É isso, essa a ideia, o chute inicial. Aproveitem, reflitam e acrescentem novas ideias e relatos inteligentes e honestos ao que foi dito acima. Os doutores, se quiserem silenciem, como sempre fizeram quando um menor, um hipossuficiente em títulos falava algo incômodo, tanto faz agora. Registre-se um exemplo, para enriquecer o tema, de que o Luis Inácio Lula da Silva era um líder, um líder mundial e brasileiro, e a palavra líder sempre teve um conjunto de sentidos totalmente distintos  dos sentidos da palavra "doutor". E que, portanto, conferir a ele inúmeros títulos de "doutor honoris causa" foi, de certa maneira, um dos modos de construir sobre ele uma imagem deturpada, enfraquecê-lo, desarma-lo.

A saída do modelo aristocrático, machista e racista, de produção de saber, de linguagem permitida, de máquinas e tecnologias, modelo este reconfigurado na passagem do poder intelectual dos mosteiros e das igrejas, na idade média, para os novos padrões "científicos" da Era moderna via universidades, jamais poderia se dar pela simples e falsificadora transformação do nome - nome do lugar do saber - em mercadoria para consumo estético de uma fração de classes superiores e médias. Muito menos poderia se dar pela popularização - de fato populista - do uso do nome "doutor" como um enfeite de políticas afirmativas do Estado.

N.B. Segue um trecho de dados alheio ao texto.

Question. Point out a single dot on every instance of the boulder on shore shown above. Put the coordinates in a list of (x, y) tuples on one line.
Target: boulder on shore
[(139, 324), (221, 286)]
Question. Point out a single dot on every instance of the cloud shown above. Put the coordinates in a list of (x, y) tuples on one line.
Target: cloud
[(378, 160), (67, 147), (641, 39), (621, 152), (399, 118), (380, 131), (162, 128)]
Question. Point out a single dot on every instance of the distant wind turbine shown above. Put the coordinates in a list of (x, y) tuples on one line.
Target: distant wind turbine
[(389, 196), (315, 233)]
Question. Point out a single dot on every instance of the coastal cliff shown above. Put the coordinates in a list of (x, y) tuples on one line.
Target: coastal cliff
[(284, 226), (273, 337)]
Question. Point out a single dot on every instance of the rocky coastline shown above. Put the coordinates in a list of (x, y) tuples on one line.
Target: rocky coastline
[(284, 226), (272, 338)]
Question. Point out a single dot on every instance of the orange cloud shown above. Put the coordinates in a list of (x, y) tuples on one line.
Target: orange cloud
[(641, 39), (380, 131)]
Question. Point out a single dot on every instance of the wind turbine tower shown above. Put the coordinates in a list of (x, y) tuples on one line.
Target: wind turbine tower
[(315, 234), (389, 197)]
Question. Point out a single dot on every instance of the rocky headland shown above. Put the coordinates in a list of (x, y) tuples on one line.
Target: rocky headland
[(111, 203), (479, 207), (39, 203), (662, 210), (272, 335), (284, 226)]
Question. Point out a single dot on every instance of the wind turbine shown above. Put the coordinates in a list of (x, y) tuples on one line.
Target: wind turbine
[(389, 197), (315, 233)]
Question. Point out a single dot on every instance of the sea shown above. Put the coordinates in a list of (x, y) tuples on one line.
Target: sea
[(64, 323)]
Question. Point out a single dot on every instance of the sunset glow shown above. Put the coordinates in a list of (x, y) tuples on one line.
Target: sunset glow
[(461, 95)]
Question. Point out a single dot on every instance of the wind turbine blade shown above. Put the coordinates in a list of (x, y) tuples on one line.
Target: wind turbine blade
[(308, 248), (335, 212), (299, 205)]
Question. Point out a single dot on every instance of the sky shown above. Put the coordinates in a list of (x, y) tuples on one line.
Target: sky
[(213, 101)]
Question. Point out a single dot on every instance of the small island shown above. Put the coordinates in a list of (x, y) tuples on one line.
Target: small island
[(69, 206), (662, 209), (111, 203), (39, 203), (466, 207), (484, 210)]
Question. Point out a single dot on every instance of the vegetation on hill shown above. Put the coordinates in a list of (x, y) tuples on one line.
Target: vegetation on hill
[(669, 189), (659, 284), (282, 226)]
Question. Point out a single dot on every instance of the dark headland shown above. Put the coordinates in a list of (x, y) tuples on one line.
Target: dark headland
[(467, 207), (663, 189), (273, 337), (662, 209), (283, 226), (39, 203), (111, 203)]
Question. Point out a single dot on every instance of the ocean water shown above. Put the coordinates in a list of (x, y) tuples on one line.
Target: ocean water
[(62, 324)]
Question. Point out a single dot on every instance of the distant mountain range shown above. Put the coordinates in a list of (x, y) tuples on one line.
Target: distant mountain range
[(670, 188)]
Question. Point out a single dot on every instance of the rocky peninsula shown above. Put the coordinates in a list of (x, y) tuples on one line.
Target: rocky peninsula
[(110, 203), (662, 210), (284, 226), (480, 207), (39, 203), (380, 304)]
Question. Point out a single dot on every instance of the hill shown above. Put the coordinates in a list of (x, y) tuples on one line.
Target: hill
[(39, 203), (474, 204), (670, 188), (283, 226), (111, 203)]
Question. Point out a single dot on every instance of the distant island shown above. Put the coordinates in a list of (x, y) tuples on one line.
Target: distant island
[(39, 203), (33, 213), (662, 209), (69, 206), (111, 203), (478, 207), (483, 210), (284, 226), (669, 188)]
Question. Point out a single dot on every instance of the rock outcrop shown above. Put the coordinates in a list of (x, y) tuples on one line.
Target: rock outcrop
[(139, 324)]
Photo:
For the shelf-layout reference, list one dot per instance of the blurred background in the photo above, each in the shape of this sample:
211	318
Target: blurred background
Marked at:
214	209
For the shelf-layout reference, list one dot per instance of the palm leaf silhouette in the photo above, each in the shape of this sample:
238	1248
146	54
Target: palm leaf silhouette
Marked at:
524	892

O saber, Saber com S maiúsculo, nasce, emerge, em lugares estranhos, incríveis, inéditos e desconhecidos dos poderes constituídos. Ele pode emergir e ser apreciado e entendido por uma elite no poder, pode virar linguagem e técnica usada pelos poderes instituídos, pode até ser desenvolvido por gente dessas elites, mas ele não pode ser contido em disciplinas limitadoras, redutoras de sua inviolável e pétrea capacidade de invenção. Na modernidade, a duras penas, pensadores construíram dentro da palavra "doutor" uma determinada validade e eficácia que nesse mundo pós-moderno e apocalíptico foi perdida. Da mesma forma, a ideia de "liderança", embora distinta da ideia de "doutor", jamais poderia ser manipulada por mecanismos de produção de mercadorias de baixo valor, ou de valor disciplinável. Há um saber, no corpo e na mente do líder - ou da líder, agora em tempos feministas - não apropriável por estruturas de controle social e produção de gestões de riquezas. É exatamente em uma insubordinação inédita que nasce o gesto de liderança.
 Pensemos de um modo inédito. Pensemos para passar.